I think that the LFS promote cycle so much, because its CHEAP to buy in bulk, and they make the most money off of a cycle bottle compared to something else, Hagen makes cycle which is a canadian company shipped from montreal. It's probaly alot cheaper for them, so they want you to buy it..

in my opinion cycle is sh*t, dump in the whole bottle then throw it away!

malice


----------



## redbellyjx © (Jan 26, 2004)

psrotten said:


> dude all i have to say is pet rocks
> were they really pets???? no
> its called makin the loot


 i know whatcha mean...he s saying that if the marketing is good enough anythign can sell. like pet rocks. for christ sake i can go out side and get a rock. look at drift wood and sand! people pay like like 75 bucks for pieces of wood they could find outside!

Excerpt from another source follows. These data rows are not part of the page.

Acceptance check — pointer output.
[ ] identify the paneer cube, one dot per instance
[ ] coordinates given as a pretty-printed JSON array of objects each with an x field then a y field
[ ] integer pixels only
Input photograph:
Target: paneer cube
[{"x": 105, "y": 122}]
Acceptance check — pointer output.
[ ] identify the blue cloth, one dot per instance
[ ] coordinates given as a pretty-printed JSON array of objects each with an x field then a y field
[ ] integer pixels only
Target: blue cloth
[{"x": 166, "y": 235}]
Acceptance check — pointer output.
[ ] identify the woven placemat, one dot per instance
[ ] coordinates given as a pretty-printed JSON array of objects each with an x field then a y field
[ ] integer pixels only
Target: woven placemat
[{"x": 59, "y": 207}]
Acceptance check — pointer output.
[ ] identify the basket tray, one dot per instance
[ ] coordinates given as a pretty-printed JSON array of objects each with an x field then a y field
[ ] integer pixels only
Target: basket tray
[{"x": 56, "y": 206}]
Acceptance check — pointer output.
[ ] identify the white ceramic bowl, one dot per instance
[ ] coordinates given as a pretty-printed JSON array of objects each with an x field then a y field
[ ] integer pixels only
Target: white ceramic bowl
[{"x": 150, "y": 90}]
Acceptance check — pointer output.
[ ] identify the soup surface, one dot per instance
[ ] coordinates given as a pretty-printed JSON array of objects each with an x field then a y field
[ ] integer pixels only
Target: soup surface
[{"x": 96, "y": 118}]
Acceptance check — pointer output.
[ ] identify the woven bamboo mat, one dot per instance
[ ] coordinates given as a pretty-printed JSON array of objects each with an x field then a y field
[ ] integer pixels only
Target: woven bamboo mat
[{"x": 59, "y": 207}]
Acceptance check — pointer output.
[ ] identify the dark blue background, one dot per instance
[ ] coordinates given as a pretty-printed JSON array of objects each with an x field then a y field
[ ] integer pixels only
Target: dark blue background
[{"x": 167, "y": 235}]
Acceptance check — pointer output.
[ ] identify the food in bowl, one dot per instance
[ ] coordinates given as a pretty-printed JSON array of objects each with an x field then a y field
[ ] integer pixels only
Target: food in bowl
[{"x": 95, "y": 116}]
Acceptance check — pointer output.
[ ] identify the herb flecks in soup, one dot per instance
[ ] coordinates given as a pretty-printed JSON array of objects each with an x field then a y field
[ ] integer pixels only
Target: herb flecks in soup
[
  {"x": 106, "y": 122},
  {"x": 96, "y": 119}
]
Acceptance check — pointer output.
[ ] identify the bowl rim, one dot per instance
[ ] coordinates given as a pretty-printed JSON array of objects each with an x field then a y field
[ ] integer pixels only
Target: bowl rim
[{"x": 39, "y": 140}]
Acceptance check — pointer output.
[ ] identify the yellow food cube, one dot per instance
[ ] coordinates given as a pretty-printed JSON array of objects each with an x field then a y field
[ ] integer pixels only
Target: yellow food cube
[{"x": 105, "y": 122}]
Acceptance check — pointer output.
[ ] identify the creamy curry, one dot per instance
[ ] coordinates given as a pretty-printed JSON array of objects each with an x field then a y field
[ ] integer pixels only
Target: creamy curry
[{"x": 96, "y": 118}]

anyways back on topic....cycle sucks


----------



## ViBE (Jul 22, 2003)

LFS dont know nothing for sh*t.


----------



## LiLMic (Apr 14, 2004)

lol


----------



## joefromcanada (Apr 16, 2004)

cycle is a waste of money, when i was cyclin my tank, using "cycle" threw out my readings for nitrate.... i took a cup of water out of the tap. i did a nitrate test on it. well it showed up zero nitrates.... i add half a cap of cycle to the same cup and i had nitrate readings of 110 ppm.... does that mean cycle, cycled that cup of water in 30 seconds? NO. i threw out the bottle


----------



## LiLMic (Apr 14, 2004)

hmm.


----------



## psrotten (Jan 27, 2004)

i wasnt tryin ta be a dick man just sayin people can sell anything to make loot


----------